Fig. 11 illustrates a physical structure diagram of an electronic device, which may include, as shown in fig. 9: a processor (processor)1110, a communication Interface (Communications Interface)1120, a memory (memory)1130, and a communication bus 1140, wherein the processor 1110, the communication Interface 1120, and the memory 1130 communicate with each other via the communication bus 1140. Processor 1110 may invoke logic instructions in memory 1130 to perform a method for model tuning of a discriminant language model, the method comprising the steps of: acquiring a discriminant language model for pre-training and a training data set of a downstream task; responding to the task request, and adjusting the pre-trained language model according to the type of the task request and the training data set; wherein, the discriminant language model is obtained by training text samples.

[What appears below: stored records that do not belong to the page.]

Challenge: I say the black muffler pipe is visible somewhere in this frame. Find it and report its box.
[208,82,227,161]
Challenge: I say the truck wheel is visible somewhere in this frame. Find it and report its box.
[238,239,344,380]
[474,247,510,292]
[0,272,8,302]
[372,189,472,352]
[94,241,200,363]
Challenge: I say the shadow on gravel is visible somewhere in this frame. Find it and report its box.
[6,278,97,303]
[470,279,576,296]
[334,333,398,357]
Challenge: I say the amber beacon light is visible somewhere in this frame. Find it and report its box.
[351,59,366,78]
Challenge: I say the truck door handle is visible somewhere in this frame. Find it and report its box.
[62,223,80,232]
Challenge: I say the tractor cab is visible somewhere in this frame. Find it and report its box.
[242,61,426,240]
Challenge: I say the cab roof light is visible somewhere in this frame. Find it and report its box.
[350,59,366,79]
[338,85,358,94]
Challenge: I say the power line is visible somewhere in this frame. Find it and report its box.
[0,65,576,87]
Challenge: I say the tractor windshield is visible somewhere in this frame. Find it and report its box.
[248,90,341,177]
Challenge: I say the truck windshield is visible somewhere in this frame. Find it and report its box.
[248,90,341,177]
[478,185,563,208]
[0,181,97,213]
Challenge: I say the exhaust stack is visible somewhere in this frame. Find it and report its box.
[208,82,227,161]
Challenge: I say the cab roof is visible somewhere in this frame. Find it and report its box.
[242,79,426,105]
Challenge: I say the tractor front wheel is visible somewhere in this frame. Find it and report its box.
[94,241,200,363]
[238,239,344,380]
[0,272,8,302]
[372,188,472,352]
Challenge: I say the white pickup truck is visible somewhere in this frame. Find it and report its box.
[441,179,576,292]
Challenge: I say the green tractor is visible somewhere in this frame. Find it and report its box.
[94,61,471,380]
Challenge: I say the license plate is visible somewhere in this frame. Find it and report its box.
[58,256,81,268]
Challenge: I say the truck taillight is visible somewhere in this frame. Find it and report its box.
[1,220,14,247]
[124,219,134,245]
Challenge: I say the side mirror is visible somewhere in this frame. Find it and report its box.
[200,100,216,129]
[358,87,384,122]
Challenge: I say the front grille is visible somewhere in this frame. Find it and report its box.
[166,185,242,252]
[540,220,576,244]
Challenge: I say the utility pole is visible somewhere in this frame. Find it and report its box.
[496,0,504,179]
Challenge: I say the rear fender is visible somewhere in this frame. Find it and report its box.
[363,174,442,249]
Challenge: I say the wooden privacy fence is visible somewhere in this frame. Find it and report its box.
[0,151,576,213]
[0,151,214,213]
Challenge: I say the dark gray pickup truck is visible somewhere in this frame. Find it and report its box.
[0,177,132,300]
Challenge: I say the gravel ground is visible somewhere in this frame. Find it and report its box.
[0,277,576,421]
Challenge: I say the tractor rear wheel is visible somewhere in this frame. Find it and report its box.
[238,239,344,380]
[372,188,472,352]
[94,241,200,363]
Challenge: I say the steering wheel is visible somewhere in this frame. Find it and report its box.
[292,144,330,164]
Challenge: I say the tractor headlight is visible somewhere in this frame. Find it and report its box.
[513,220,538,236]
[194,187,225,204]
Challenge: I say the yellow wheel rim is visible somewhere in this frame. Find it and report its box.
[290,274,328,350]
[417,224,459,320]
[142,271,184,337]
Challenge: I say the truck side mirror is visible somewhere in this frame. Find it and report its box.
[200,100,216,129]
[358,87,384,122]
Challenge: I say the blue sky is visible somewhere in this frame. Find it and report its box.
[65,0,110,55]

In addition, the logic instructions in the memory 1130 may be implemented in software functional units and stored in a computer readable storage medium when sold or used as a stand-alone product. Based on such understanding, the technical solution of the present invention may be embodied in the form of a software product, which is stored in a storage medium and includes instructions for causing a computer device (which may be a personal computer, a server, or a network device) to execute all or part of the steps of the method according to the embodiments of the present invention. And the aforementioned storage medium includes: a U-disk, a removable hard disk, a Read-Only Memory (ROM), a Random Access Memory (RAM), a magnetic disk or an optical disk, and other various media capable of storing program codes.
In another aspect, the present invention further provides a computer program product, the computer program product includes a computer program, the computer program can be stored on a non-transitory computer readable storage medium, when the computer program is executed by a processor, the computer can execute a method for model adjustment of a discriminant language model provided by the above methods, the method includes the following steps: acquiring a discriminant language model of pre-training and a training data set of a downstream task; responding to the task request, and adjusting the pre-trained language model according to the type of the task request and the training data set; wherein, the discriminant language model is obtained by training text samples.

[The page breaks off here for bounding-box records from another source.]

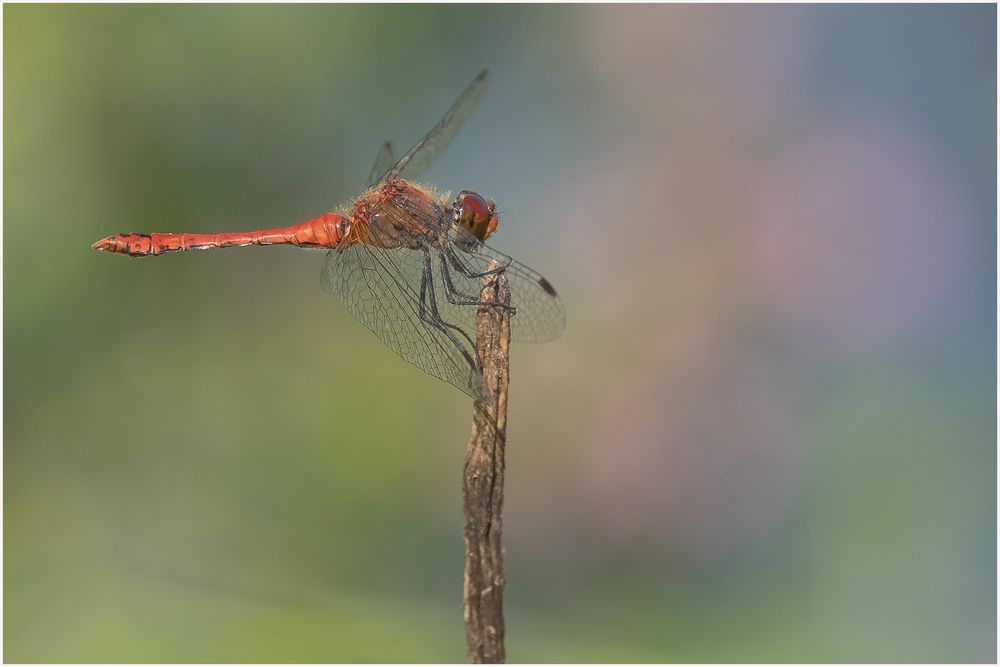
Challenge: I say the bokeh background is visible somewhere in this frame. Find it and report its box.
[3,5,997,662]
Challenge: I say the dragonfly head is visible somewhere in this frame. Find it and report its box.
[452,190,500,241]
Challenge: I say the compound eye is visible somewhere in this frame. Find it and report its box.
[458,191,497,241]
[459,192,490,227]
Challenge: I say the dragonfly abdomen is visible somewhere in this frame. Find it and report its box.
[93,213,346,257]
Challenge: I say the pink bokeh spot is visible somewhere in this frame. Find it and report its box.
[745,114,972,347]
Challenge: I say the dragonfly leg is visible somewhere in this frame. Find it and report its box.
[441,257,517,315]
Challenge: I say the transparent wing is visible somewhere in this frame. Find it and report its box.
[436,225,566,343]
[365,141,396,190]
[322,243,493,403]
[378,69,490,182]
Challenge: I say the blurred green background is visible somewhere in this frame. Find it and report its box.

In still another aspect, the present invention also provides a non-transitory computer-readable storage medium, on which a computer program is stored, the computer program, when being executed by a processor, implementing a method for model adjustment of a discriminant language model provided by the above methods, the method comprising the steps of: acquiring a discriminant language model for pre-training and a training data set of a downstream task; responding to the task request, and adjusting the pre-trained language model according to the type of the task request and the training data set; wherein, the discriminant language model is obtained by training text samples.

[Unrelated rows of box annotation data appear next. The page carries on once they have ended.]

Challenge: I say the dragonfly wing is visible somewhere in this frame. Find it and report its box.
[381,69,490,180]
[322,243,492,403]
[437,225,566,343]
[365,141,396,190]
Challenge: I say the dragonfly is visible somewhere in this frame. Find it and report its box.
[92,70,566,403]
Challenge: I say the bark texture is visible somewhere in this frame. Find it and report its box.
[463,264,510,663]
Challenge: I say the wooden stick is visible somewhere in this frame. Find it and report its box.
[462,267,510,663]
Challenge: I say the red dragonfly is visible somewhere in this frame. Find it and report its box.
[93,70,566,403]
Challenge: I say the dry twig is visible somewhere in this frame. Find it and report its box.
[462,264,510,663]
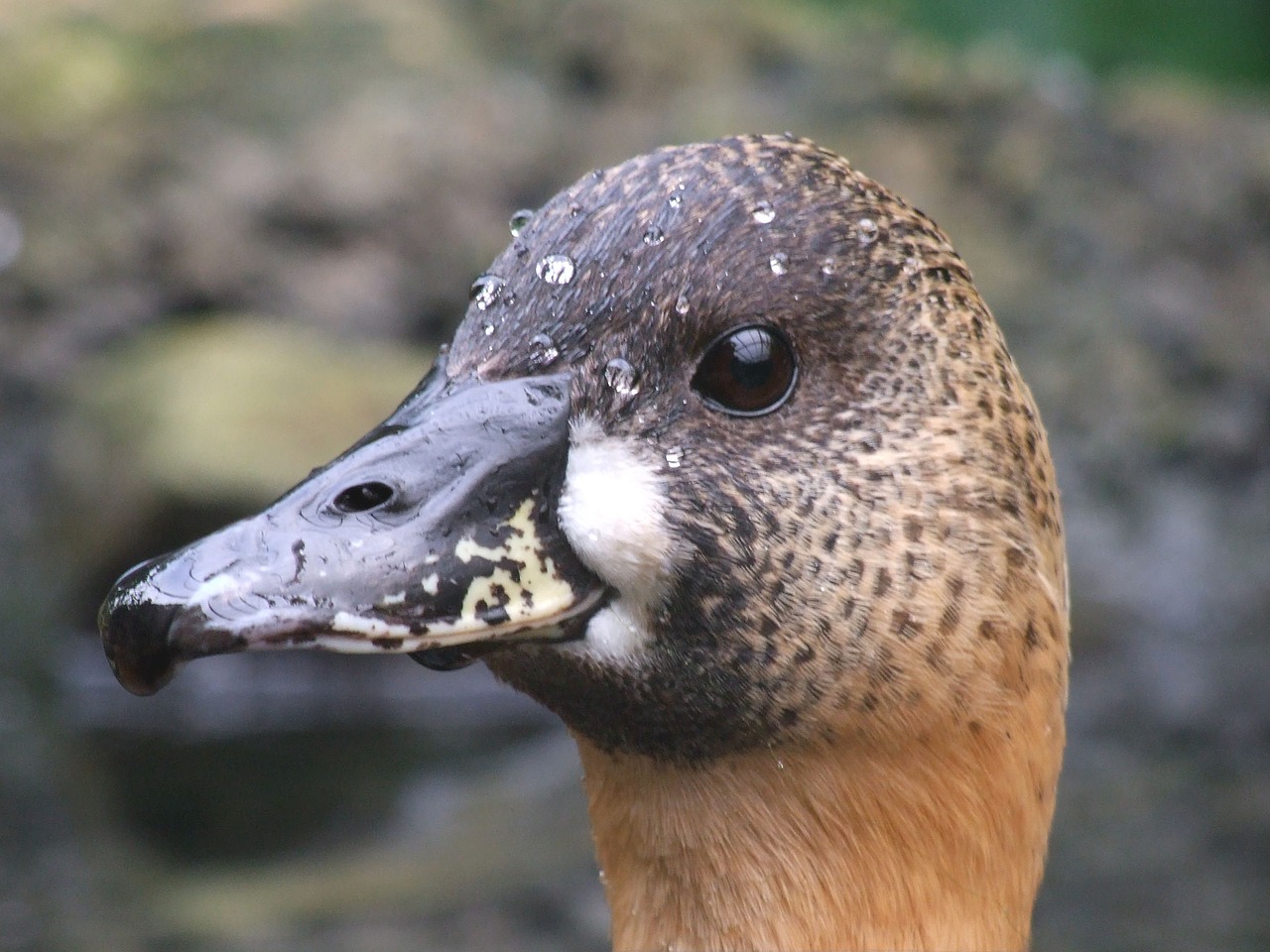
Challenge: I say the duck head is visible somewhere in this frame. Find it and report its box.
[99,137,1067,762]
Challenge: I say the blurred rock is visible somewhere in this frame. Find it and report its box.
[0,0,1270,949]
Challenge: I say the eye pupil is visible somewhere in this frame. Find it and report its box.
[335,482,393,514]
[693,325,798,416]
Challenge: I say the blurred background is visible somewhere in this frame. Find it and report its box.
[0,0,1270,952]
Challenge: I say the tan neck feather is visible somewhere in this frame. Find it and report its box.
[577,704,1063,952]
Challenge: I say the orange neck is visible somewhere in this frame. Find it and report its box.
[577,712,1063,952]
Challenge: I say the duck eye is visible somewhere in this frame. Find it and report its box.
[335,482,393,516]
[693,325,798,416]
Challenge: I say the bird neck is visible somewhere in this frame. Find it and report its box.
[579,718,1063,952]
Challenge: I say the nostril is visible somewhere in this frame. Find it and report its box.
[335,482,393,513]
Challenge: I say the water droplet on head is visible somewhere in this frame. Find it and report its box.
[467,274,507,311]
[749,200,776,225]
[604,357,639,396]
[535,255,574,285]
[530,334,560,367]
[507,208,534,237]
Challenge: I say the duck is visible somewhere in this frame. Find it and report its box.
[99,135,1070,952]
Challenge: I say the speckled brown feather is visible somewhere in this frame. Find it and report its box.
[449,137,1068,949]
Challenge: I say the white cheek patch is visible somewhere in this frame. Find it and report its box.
[559,417,675,609]
[560,600,652,665]
[559,417,676,665]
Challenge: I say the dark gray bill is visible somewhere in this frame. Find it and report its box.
[98,362,604,694]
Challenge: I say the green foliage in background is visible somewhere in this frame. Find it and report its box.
[813,0,1270,89]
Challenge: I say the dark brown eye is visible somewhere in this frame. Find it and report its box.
[335,482,393,516]
[693,325,798,416]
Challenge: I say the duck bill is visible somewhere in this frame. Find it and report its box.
[98,362,604,694]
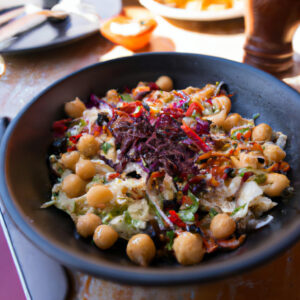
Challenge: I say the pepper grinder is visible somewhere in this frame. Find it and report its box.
[244,0,300,74]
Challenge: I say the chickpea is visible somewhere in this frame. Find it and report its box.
[252,123,273,142]
[77,134,99,156]
[93,224,118,250]
[205,96,231,126]
[173,232,205,265]
[264,173,290,197]
[223,113,243,131]
[76,213,101,237]
[264,144,286,162]
[61,151,80,171]
[76,159,96,180]
[62,174,86,198]
[86,184,114,208]
[65,97,86,118]
[155,76,173,92]
[210,214,236,239]
[239,152,258,169]
[126,233,156,267]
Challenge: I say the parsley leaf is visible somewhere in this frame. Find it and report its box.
[178,191,199,222]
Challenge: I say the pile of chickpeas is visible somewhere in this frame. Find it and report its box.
[53,76,289,266]
[60,94,164,266]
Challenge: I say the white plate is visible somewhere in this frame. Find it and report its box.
[139,0,244,21]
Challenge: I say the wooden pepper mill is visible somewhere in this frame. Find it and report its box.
[244,0,300,73]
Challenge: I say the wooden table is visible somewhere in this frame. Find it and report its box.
[0,0,300,300]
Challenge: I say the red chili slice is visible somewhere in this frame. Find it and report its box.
[181,124,211,152]
[69,133,82,144]
[108,173,121,180]
[119,101,144,118]
[185,102,203,117]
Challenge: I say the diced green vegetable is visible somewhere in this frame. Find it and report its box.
[166,231,175,251]
[208,208,218,219]
[101,143,112,154]
[178,191,199,222]
[231,203,247,216]
[231,127,249,140]
[120,94,134,102]
[178,209,195,223]
[254,173,267,184]
[124,210,141,227]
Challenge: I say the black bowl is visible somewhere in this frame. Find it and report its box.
[0,53,300,285]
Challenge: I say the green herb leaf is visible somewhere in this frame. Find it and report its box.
[124,210,141,228]
[101,143,112,154]
[208,208,218,219]
[178,209,195,223]
[166,231,175,251]
[124,211,132,225]
[178,191,199,222]
[231,203,247,216]
[252,113,260,121]
[120,94,134,102]
[231,127,249,140]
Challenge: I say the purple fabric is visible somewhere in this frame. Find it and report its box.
[0,226,26,300]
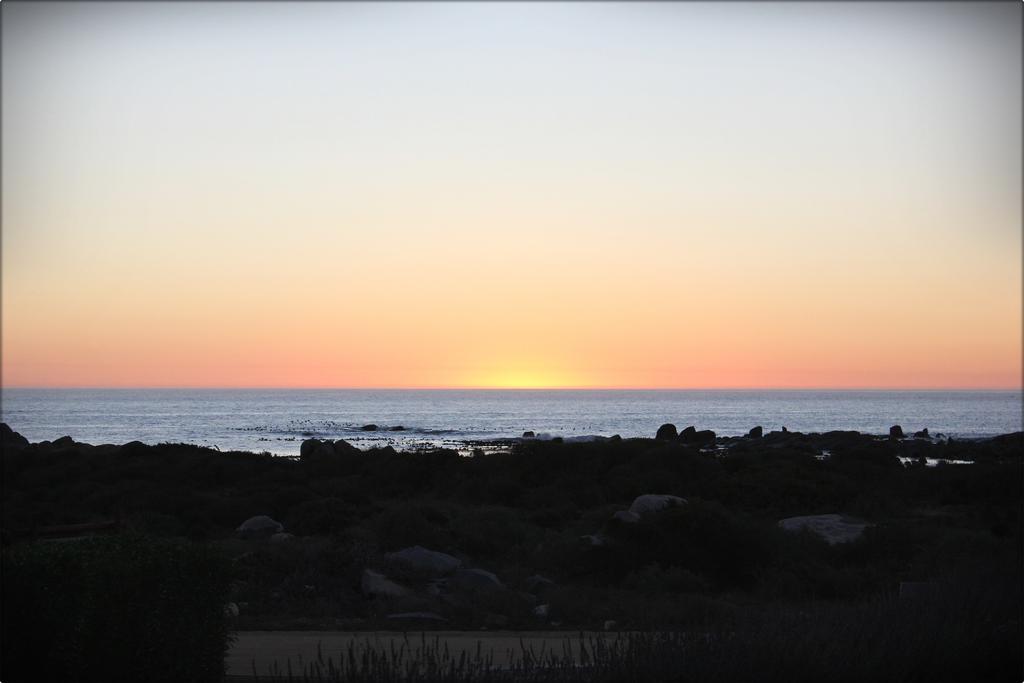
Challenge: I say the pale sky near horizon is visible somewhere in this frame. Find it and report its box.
[0,2,1022,388]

The above-described embodiments of the apparatus are merely illustrative, and the units described as separate parts may or may not be physically separate, and parts displayed as units may or may not be physical units, may be located in one place, or may be distributed on a plurality of network units. Some or all of the modules may be selected according to actual needs to achieve the purpose of the solution of the present embodiment. One of ordinary skill in the art can understand and implement it without inventive effort.
Through the above description of the embodiments, those skilled in the art will clearly understand that each embodiment can be implemented by software plus a necessary general hardware platform, and certainly can also be implemented by hardware. Based on the understanding, the above technical solutions substantially or otherwise contributing to the prior art may be embodied in the form of a software product, which may be stored in a computer-readable storage medium, such as ROM/RAM, magnetic disk, optical disk, etc., and includes several instructions for causing a computer device (which may be a personal computer, a server, or a network device, etc.) to execute the method according to the various embodiments or some parts of the embodiments.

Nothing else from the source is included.